Tuesday, October 30, 2007

recent trip to the hospital

I was sitting at my desk at work when my heart pounded hard for about four beats... then there was a tightening in my chest for a brief moment. My vision went warped... like someone smeared a painting with both hands... then it went gray... then black... then came back online, but everything looked 2-dimensional. I didn't feel "right"... so I stood up and walked over to my coworker's cubicle. My thought was that if something was very wrong, and I collapsed, it might be an hour or two before someone found me. I was a little light-headed, but not bad... but my legs just didn't seem to want to work in a coordinated fashion with the rest of my body. When I got to my coworker's cube and sat down, I told her what had happened. I noticed my speech was slow and slurred, but there wasn't anything I could do about it. I didn't consider the idea of a stroke... because I didn't have numbness on one side, or several of the other symptoms. My boss convinced me to go to Urgent Care, and they sent me to Emergency.
So... that's what happened...

The Docs did a CTSCAN, MRA/MRI, ultrasounds, stress test (that's just lovely, let me tell ya), echocardiogram, EEG, EKG, shot me up with radioactive isotopes (that's right, I'm radioactive), and a plethora of other tests.
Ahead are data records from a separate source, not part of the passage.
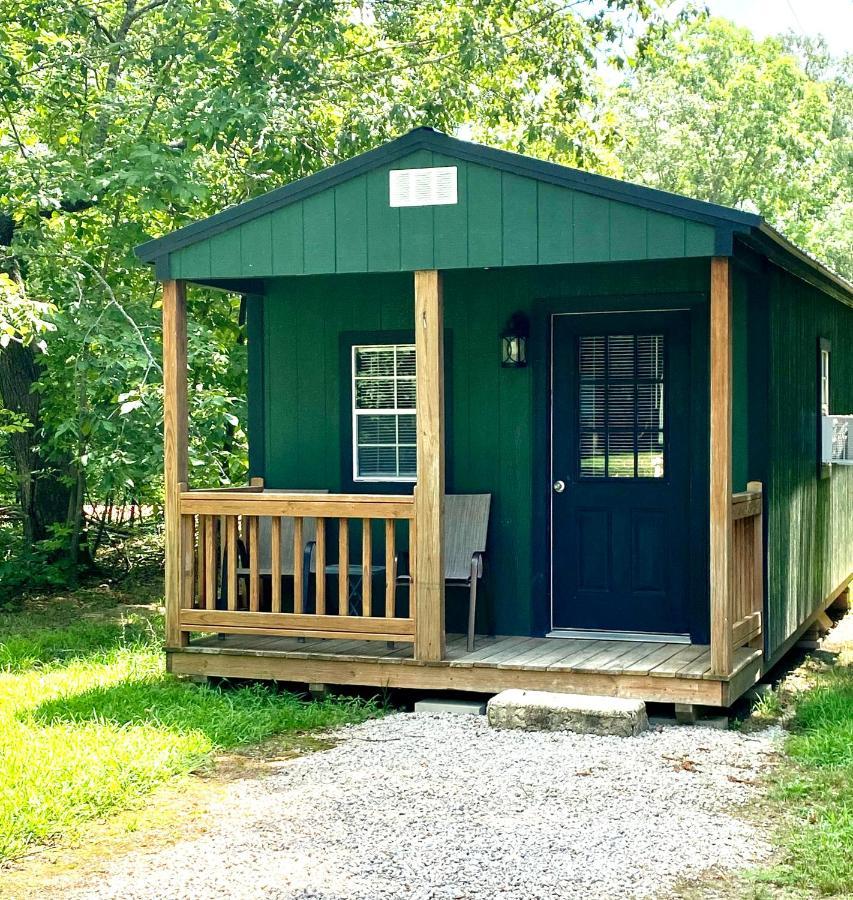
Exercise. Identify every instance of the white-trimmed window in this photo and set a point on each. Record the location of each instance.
(383, 412)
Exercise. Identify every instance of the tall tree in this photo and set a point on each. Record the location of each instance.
(763, 125)
(127, 117)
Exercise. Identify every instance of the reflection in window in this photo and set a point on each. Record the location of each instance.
(384, 413)
(621, 406)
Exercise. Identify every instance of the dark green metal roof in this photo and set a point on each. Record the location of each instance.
(727, 222)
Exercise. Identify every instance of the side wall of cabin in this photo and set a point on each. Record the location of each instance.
(497, 419)
(809, 513)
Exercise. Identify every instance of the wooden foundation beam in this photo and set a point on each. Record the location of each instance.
(175, 437)
(429, 498)
(721, 466)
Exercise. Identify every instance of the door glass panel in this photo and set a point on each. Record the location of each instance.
(621, 406)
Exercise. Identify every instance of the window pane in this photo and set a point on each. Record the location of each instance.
(592, 455)
(650, 356)
(620, 356)
(591, 357)
(374, 394)
(407, 433)
(620, 406)
(406, 393)
(620, 454)
(377, 430)
(408, 459)
(649, 406)
(406, 361)
(592, 406)
(384, 382)
(374, 361)
(650, 455)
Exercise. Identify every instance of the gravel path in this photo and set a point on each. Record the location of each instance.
(425, 806)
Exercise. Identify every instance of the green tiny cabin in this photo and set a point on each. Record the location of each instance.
(647, 394)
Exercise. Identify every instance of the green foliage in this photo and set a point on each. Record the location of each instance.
(762, 125)
(136, 118)
(32, 568)
(90, 722)
(823, 723)
(815, 790)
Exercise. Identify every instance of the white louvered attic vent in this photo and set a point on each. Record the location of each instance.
(435, 186)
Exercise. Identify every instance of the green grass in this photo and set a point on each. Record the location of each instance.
(815, 790)
(90, 721)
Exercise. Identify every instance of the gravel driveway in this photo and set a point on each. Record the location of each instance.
(427, 806)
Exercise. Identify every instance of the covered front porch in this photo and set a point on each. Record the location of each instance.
(329, 623)
(652, 671)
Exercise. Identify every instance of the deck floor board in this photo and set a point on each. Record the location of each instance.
(606, 657)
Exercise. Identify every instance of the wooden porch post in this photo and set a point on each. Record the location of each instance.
(721, 466)
(175, 429)
(429, 500)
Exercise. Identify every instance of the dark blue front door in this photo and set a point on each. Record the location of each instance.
(620, 472)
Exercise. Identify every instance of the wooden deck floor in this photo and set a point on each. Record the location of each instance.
(652, 671)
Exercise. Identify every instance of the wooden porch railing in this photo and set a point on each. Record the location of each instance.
(747, 592)
(213, 524)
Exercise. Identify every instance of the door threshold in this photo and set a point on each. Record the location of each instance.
(591, 635)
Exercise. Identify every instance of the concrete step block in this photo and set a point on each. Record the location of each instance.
(579, 713)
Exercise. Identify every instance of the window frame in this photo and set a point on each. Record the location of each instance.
(396, 412)
(823, 400)
(636, 431)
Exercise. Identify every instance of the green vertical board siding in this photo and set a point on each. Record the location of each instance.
(698, 239)
(810, 527)
(287, 240)
(555, 224)
(628, 238)
(450, 222)
(740, 385)
(665, 235)
(494, 420)
(256, 246)
(485, 216)
(500, 219)
(318, 230)
(383, 225)
(256, 391)
(351, 225)
(591, 226)
(520, 226)
(224, 255)
(416, 223)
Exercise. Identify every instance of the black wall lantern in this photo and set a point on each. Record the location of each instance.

The good news is.. they all came out clean

The bad news is... they all came out clean... so we have no idea why it happened.

What did happen? Well... the best theory the docs came up with is... my heart had a hiccup... probably due to anxiety/stress. During that hiccup, it fibrillated and caused the blood to pool in my heart... those hard thumps and chest tightening was pushing it out. It sent many small blood clots to my brain... which traveled down to the smaller arteries.

A true stroke is a blockage of a major artery to the brain that causes dysfunction of a large area of gray matter. During a TIA, the smaller clots cause blockage to smaller areas, leading to malfunction instead of complete dysfunction. Not as dangerous, though still a little unnerving. The automatic response of the body is to start dissolving those blood clots immediately... which is why the effects usually don't last for long. You still have some permanent loss of brain cells, but other parts of your brain tend to take over the function of the lost cells.

now...
A lot of people have said "omg, you must have been so scared..."
hmm....
no.... not really... on a scale of 1 to 10... one being nothing, five being anxious, and ten being peeing-your-pants... I'd rate my anxiety and concern at about a 4 at it's highest point... which was right after it all started. I went into "damage control mode" and really didn't feel anything over about a 2.5 after that.
I was concerned, but there was no "oh shit factor"... it was... "ok, let's deal with this, whatever this is going to be, and move on"

I was annoyed at having to stay in the hospital for so long. Not just because of the inconvenience to my (unhealthy) lifestyle as I let on to many who dropped by or called... the inability to smoke or have coffee... but because I've got a life planned LOL.

While I was in the MRI tube, I started to get a little freaked out. I'm a bit claustrophobic... but I noticed the sounds of the machine were very much like a drum beat... a nice trance beat... so I let myself go. What I found there is what I'd like to share with you. It's about the fear-factor that I mentioned above.
One of the reasons people can have a stroke (or TIA) is from stress and anxiety. Usually from fear. The fear of failure, the fear of loss, the fear of being passed up for that promotion, the fear of not getting everything handled before the deadline, the financial fears of living outside your means, the fear of the project not going as planned, the fear of letting people down, the fear of rejection or ridicule, etc. Any of those sound familiar?

How many of us are more afraid of Life than we are of Death?
Many of us, on the spiritual path we've chosen, deal with dying, death, and the spirits of the dead on a regular basis. And yet... how many of us still fear aspects of Life? is living scarier than dying?
Why should it be? Why fret over "shoulda-coulda-woulda's?" Why let "what-if's" keep you quagmired at status quo?

Step out on a limb. Don't fear failure. Do it. Whatever "it" is. If everyone played it safe all the time, we wouldn't have half what we do. If everyone gave up when they failed once, would we have these marvelous machines that allow us to talk like this, thousands of miles away? If everyone was afraid of getting themselves
emotionally invested, how many social programs and charities would there be?
I'm not talking about taking on too much... I'm not talking about making your life so crazy-busy that you can't breathe...

I'm talking about Life Without Fear.

Think about it.

When we get the most anxious is when we're not living in integrity.
When we cringe every time the phone rings with the fear that it's a creditor calling for money we spent on something else.
When we dread the alarm clock in the morning because we're going to a job we've come to despise.
When we decide to stay backstage because we're too afraid of stepping into the spotlight.

My energy has been scattered helterskelter. For the fear of letting a few people down, I've spread myself too thin to be effective anywhere.
Time to focus.
Time to let go of the fear that I may hurt someone's feelings if I'm just not there to do it one more time.

I'm not going to slow down. I'm not going to take it easy. I'm going to be choosy. but I'm going to dance on that proverbial limb until it bears fruit.